Aaron: I didn’t feel like we were fighting an alien force – it could have been anybody coming into Los Angeles. WE were shooting 20,000 rounds a day sometimes. So when you’re doing that, you can’t help but feel you’re in a war situation, especially when you’re looking at the other marines and how tired, hot and hurt they were, plus the experience of boot camp,
Q: What was the atmosphere like where you were filming?
Aaron: I said if anyone was to come to Shreveport, Louisiana, at the time we were filming on a whim, they were probably under their cars or they were calling people.
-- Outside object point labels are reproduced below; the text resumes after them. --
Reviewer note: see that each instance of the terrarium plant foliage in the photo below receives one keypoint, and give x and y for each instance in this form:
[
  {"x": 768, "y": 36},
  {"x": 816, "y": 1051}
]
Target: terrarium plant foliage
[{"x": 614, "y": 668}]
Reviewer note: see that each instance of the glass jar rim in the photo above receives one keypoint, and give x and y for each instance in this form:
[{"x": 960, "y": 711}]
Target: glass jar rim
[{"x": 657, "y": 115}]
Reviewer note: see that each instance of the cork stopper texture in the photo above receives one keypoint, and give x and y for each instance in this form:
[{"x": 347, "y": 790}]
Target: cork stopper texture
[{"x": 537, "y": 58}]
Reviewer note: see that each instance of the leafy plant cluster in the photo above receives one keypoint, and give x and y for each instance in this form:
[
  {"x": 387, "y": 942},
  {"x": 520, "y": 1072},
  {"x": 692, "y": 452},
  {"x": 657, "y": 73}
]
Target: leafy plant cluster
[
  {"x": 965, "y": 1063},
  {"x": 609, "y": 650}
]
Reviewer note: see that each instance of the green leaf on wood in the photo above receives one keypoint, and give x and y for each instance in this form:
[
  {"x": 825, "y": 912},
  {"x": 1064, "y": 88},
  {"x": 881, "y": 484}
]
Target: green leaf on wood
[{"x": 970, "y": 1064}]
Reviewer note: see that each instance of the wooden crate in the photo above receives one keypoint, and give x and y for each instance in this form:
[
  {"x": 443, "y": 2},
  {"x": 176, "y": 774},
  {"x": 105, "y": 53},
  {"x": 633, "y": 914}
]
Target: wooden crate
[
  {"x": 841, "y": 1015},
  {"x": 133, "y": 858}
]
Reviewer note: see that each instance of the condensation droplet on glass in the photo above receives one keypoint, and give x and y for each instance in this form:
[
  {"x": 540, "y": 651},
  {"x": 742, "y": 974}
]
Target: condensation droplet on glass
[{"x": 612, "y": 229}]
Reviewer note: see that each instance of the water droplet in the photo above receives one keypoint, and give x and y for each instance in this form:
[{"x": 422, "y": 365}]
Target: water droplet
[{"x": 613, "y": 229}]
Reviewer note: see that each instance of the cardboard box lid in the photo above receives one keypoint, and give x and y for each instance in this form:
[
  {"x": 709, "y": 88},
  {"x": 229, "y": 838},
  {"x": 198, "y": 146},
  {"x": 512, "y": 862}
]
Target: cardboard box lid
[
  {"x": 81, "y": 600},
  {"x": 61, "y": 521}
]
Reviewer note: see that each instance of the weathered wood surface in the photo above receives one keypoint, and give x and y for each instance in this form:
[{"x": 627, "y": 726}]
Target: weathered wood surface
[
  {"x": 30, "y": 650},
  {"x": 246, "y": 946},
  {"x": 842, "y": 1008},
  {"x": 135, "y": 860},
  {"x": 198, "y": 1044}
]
We were shooting the place up! We had an overpass that looked like every day the world was ending. We had helicopters and 12 marines shooting all day – it must have been weird for anyone to see.
Q: Did you eat a lot of southern food while filming?
Michelle: No! I’m vegetarian now. I joined the Sea Shepherd and boy, they’ll convince you to become a vegetarian! I did it for many reasons – change and cleansing, and also if animals are being endangered because of my appetite, could I alter that? And the treatment of animals – I hate it and my heart goes out to this. And in the process of killing, why do you have to be so mean? They are alive. Even though I’m crazy and a little bit wild, I have lots of love in my heart and one of the ways of showing my love is controlling my appetite and how I consume. The Sea Shepherd made me aware of it and how we consume, so for me, I needed to do something.
Q: Aaron, you broke your arm during filming and just toughed it out without treatment, right?
Aaron: Yes, when the mothership was rising, I tried to get fancy. There was a beautiful orange fireball and I thought I would just run up this concrete slab and jump off but I landed on my head and arm and heard it snap, and that was it. You can’t give the other guys an excuse to stop, but the shot is in the movie.
Q: Do you anticipate a sequel?
Aaron: It took me a long time to get over the movie. I took a long break after it, but I’m ready now for the sequel. I wear khakis, keep my hair short and stay by the phone.